We both stood there in the record store in 1970 or 1971 and started listening to the first, side-long track, Facelift, and thought it was terrible. Just irregular noise.
A year later we heard it again, but this time it was just a smash hit right into our heads, hearts and stomach. We were ready for it and loved it and constantly sang Ticky Tacky Tickyyy whenever we could, wishing we were Robert Wyatt.
And we loved Mike Ratledge's what we called 'vital monotony', these chord-changes repetitions, and we love the British fusion jazz approach much better than any of the American dito, maybe with the exception of Miles Davis late 60s/early 70s efforts, Elton Dean's playing was brilliant, as well as the guesting musicians, we loved the free spirit moments here and there, we loved the Terry Riley:an stuff, we loved Hugh Hoppers bass-lines, fuzzed or unfuzzed. Yeah, we loved it as much as we still love it.
Definitely an evergreen inspiration for our own making of music.
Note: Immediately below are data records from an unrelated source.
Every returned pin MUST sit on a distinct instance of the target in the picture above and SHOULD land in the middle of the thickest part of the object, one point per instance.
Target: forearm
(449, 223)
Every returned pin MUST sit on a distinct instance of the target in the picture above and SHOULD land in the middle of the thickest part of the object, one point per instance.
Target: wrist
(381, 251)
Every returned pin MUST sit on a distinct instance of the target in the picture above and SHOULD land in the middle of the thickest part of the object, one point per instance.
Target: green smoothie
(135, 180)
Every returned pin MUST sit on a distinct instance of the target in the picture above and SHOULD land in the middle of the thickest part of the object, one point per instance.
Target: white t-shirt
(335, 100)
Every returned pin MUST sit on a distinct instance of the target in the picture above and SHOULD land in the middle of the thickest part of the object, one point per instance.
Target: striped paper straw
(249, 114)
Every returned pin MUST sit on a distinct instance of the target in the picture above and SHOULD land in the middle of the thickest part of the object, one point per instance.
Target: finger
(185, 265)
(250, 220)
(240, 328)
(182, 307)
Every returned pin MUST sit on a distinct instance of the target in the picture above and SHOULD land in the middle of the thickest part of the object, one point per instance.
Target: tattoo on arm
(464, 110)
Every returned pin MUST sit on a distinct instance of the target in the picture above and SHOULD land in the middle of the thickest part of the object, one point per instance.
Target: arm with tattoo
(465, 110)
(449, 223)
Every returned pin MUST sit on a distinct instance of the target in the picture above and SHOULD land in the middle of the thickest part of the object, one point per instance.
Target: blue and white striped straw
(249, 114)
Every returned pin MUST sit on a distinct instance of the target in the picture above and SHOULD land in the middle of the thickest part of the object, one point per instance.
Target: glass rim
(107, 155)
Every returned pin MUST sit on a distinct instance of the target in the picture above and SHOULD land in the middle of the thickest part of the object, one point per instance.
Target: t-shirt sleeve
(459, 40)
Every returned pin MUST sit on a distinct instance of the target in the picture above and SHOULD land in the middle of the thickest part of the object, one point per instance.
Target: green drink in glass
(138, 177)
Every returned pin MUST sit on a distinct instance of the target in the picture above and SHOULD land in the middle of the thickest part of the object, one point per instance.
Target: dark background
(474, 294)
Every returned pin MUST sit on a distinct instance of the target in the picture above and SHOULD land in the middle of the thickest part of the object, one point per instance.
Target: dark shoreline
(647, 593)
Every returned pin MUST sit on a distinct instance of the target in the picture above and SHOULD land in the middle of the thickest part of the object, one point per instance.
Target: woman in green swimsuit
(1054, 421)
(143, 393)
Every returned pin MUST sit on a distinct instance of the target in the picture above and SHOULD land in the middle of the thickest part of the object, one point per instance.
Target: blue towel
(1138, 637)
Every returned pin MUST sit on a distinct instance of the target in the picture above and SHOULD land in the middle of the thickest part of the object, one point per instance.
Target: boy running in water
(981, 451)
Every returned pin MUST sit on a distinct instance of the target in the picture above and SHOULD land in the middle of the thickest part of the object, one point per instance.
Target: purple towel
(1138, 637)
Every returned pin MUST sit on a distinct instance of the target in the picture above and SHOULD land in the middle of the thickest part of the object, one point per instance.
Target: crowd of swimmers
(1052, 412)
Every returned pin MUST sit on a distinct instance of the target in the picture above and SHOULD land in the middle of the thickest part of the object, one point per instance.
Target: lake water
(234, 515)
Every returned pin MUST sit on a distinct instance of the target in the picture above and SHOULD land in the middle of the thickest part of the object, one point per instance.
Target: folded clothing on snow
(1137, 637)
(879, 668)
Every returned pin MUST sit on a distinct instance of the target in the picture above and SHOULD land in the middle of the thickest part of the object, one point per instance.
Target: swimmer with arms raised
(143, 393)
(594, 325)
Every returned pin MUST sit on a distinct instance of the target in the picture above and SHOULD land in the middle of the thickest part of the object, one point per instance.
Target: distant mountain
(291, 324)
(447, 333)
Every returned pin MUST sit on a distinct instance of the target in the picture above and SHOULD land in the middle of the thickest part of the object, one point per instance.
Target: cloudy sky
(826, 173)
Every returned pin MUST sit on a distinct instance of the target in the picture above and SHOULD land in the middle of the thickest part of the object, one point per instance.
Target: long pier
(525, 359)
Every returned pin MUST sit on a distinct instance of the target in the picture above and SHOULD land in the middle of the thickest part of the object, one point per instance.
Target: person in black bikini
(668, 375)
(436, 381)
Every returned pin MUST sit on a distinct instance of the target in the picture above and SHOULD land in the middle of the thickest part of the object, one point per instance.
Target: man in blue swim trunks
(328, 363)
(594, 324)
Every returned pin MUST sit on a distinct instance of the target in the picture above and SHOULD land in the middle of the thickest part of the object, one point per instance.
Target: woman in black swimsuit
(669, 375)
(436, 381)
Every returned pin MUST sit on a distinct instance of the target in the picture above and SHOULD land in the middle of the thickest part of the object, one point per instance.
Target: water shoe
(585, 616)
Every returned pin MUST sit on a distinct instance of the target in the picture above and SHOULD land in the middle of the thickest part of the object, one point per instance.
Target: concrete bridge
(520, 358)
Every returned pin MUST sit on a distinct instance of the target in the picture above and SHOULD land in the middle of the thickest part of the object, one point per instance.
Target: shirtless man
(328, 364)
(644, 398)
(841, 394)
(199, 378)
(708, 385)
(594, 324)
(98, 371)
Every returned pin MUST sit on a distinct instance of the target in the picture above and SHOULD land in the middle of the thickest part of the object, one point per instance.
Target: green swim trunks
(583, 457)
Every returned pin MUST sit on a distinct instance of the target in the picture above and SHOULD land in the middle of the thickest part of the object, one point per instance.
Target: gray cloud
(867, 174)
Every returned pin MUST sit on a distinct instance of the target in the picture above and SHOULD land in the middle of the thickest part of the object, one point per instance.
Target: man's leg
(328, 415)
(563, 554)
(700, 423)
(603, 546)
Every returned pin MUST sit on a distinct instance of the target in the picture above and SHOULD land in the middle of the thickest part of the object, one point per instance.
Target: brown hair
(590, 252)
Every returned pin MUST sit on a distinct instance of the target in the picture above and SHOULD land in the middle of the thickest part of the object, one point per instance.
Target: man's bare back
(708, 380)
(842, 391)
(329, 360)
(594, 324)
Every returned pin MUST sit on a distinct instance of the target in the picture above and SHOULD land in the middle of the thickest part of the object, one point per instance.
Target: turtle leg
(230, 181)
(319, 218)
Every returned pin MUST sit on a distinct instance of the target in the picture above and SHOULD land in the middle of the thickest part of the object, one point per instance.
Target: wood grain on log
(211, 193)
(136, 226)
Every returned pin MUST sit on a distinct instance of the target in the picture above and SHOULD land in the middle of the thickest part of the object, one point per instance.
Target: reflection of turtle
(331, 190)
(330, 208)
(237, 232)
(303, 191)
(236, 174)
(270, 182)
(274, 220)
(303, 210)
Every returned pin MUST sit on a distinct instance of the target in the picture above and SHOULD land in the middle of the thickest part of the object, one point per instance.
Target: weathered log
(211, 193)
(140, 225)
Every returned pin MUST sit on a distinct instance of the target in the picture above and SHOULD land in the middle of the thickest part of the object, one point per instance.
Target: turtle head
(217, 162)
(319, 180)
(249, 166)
My copy is the latest CD re-issue (Sony/BMG 82876872932) to which it's added a bonus disc, the famous concert recorded at The Royal Albert Hall 13th August 1970, the one in which Robert W went out for a smoke just before start and then the guards didn't want to let him in because they thought he was a bum or something...

Take care
O'

What The Heck Is This?





'Ello Out There!
What the heck is this, the old bum Oax of Joxfield ProjeX goes blogging. Mah God! Does he know what he's doing?
There's a lot for you to think about. I have no answers, I leave that up to you.
And more: Why the heck do he write in English? He, a person who hardly can express himself in his own naturally born language, Swedish?
Well, I might have an answer to that...
It's all Yan's fault. He forces me to do this.
"Go blogging!" he says.
And I wonder why. "Because that's what people do nowadays." he says.
As if that was an answer good enough???
Still: "Why?" I wonder.
"Because you're in a band of which no-one knows nothing and this is yet another way for desperate old bums like us to reach the outer limits of space..."
"Well...." I say.
"And you like to write stuff... diaries and such shit"
"Eehhr"
"And when we're together you're never quiet, keeps talking all the time"
"Me? Talking?"
"Yes, that's the truth... always talking and talking and talking..."
"Yes yes... I got the message"
To make this conversation a bit edited, I finally agreed to write something, connect my own interest of art, music and litterature etc with our common interest of our little band, Joxfield ProjeX.
Maybe some delicate info about the band might appear every now and then.